To begin with, the very first thing I wanted to do was to not use a grid-based movement system. I've played plenty of D&D in my day, and I know that with grids, corners and curves can get a little bit weird, not to mention diagonal movement or diagonal targeting. To that end, I decided on creating a free form movement system similar to the way that players move units in the Warhammer 40k tabletop game.
Instead of using tape measures and a bunch of dedicated peripherals, I decided to use what I had learned from my various experiences with card games to try an take full advantage of a characteristic that all cards have: edges and faces. The face of each card contains information about how each unit works—namely its special abilities and attacks. The edges of the cards act as rulers for the unit the card represents. Each unit can move different distances based on the movement bars on each card, as well as have different attack ranges also easily measured with their cards.
To me, Team Fortress 2 wouldn't feel like the "Team Fortress Experience" if the movement did not feel correct, and being confined to a grid's limitations took away the free-moving, chaotic nature of the game that players enjoy so much. After getting my free form movement system established, making the rest of the units feel like the classes in the actual game was relatively simple.

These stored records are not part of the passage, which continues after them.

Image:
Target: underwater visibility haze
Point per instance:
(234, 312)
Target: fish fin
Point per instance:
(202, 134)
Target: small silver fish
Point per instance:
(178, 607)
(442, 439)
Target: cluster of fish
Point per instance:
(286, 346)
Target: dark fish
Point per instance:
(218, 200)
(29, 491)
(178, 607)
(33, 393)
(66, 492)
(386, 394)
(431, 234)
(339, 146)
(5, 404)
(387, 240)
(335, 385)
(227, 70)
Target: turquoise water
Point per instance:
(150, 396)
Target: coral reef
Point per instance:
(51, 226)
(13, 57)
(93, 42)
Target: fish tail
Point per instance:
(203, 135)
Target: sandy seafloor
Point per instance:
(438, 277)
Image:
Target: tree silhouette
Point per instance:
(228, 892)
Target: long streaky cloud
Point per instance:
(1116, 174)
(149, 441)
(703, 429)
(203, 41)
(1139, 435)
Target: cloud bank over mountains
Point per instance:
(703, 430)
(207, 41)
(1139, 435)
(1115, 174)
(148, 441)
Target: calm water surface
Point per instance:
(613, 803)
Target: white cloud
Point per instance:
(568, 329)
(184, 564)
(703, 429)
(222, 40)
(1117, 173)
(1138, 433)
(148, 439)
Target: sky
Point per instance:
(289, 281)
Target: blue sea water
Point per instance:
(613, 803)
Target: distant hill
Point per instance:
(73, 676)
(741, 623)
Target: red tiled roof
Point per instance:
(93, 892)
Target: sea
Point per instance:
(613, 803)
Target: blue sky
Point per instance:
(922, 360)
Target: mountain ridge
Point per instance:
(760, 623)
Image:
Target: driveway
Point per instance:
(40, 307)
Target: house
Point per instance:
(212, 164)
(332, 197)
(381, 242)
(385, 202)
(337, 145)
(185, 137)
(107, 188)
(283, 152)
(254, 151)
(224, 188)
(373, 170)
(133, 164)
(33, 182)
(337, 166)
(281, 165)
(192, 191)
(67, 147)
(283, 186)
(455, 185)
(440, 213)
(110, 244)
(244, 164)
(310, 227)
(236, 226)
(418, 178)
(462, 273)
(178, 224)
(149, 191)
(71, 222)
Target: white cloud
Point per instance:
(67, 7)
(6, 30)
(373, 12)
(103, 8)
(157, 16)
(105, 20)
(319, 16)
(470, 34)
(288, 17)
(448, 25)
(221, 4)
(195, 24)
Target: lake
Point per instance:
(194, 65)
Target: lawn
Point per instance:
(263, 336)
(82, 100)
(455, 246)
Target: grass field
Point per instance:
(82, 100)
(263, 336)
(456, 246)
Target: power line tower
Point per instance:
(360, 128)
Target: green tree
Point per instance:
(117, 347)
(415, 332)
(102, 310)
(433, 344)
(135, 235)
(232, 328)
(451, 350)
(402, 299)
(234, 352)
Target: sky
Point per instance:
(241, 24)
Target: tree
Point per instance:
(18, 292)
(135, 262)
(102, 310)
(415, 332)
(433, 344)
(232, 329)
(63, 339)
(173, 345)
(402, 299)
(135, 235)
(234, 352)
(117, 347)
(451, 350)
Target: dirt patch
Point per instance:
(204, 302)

I decided that each class being able to do absolutely everything they can in the actual game would be too much. I chose five classes to be present in my board game version, and to make sure they translated well onto the table I reduced what "made" each class unique.
The Scout has the most mobility of any class, but relatively low health. It is the only unit that can employ "hit and run" tactics.
The Pyro has a damage over time affect as well as having innate "area of effect" influence due to it's sweeping range.
The Heavy moves slower than any other class, but has the firepower and area denial (due to the hailstorm of bullets) to make up for it.
The Soldier can rocket jump, as well as utilize splash damage with his rockets to take out enemies.
The Sniper has the longest range of any unit in the game. Because of the free form movement, I was even able to give the Sniper "line of sight" targeting that would not have been as possible with a purely grid based gamespace. The board has lots of organic nooks and crannies that players carefully moved about in order to avoid line of sight with the sniper. There were even players getting in "sniper duels" with each other, having their snipers try and poke their head out and take out the opposing sniper hiding across the map.
I also intentionally used a dismantled white board as the game board. I took advantage of it's magnetic properties to make sure each unit's piece did not slide around by accident when players were measuring out their movements or attacks.
All in all, coming up with designs based on an already very mechanically established game was quite a challenge.